2:05 PT / 3:05 MT / 4:05 CT / 5:05 ET
Creating a 22-lab OER lab manual in three months: The project coordinator and revision editor's account of how BC instructors came together
Stuart MacKinnon, University of British Columbia
Chani Welch, Okanagan College
After the immediate shift in British Columbia (BC) Canada to online delivery in March 2020 for the remainder of the academic semester, many instructors started thinking forward towards the upcoming academic year under similar requirements. A group of instructors came together through BC articulation groups in May to discuss potential plans and approaches to deliver courses, and in particular, labs, for the 2020/21 academic year. As these meetings continued, and more instructors were invited into the group, the idea of a collaborative open educational resource (OER) physical geography lab manual surfaced. By the end of may, the lab manual project began, headed by Stuart MacKinnon as project coordinator. In addition to Stuart, 12 initial other authors stepped forward to volunteer their time and produce new labs for online delivery. A couple months into the project, Chani Welch joined as the 14th author, and in early 2021, she took on the role of revision editor. In only three months, 22 labs and a tutorial were created, reviewed by additional BC instructors, and a trial version of a Pressbook lab manual was created (https://pressbooks.bccampus.ca/geoglabs2020/).

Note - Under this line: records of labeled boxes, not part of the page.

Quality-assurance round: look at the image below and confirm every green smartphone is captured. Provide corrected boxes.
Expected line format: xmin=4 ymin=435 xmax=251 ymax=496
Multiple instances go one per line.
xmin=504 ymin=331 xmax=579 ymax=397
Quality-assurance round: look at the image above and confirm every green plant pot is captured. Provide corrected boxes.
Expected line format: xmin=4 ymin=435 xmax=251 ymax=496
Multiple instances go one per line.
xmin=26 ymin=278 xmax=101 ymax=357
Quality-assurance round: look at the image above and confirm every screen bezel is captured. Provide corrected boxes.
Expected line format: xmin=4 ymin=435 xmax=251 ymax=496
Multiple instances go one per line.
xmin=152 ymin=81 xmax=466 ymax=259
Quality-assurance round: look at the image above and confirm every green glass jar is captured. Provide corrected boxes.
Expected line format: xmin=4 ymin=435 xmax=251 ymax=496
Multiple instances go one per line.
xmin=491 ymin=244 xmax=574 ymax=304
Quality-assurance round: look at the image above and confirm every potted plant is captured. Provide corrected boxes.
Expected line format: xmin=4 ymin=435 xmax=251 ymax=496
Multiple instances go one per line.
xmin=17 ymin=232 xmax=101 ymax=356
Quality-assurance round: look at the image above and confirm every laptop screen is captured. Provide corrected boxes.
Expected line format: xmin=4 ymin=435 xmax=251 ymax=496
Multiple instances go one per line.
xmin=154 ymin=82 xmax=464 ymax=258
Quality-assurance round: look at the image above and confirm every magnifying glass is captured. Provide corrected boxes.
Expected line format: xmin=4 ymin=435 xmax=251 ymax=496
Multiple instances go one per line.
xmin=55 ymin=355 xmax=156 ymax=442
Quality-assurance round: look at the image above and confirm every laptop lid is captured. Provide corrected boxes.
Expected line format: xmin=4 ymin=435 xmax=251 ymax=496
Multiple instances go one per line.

This lab manual was beta-tested at 11+ institutions in BC, went through thorough revisions in March-June 2021, and will be widely available as an OER via the BCcampus catalogue prior to the start of the 2021 academic year.This presentation will begin with an outline of how the project originated and the various logistics of an extremely rapid multi-institutional OER project from the perspective of the project coordinator. Then, the instructor-flexible design elements that foster a variety of student learning environments and which make this OER lab manual unique will be described. Lastly, the perspective of joining late and being responsible for altering and editing other authors work will be shared by the revision editor.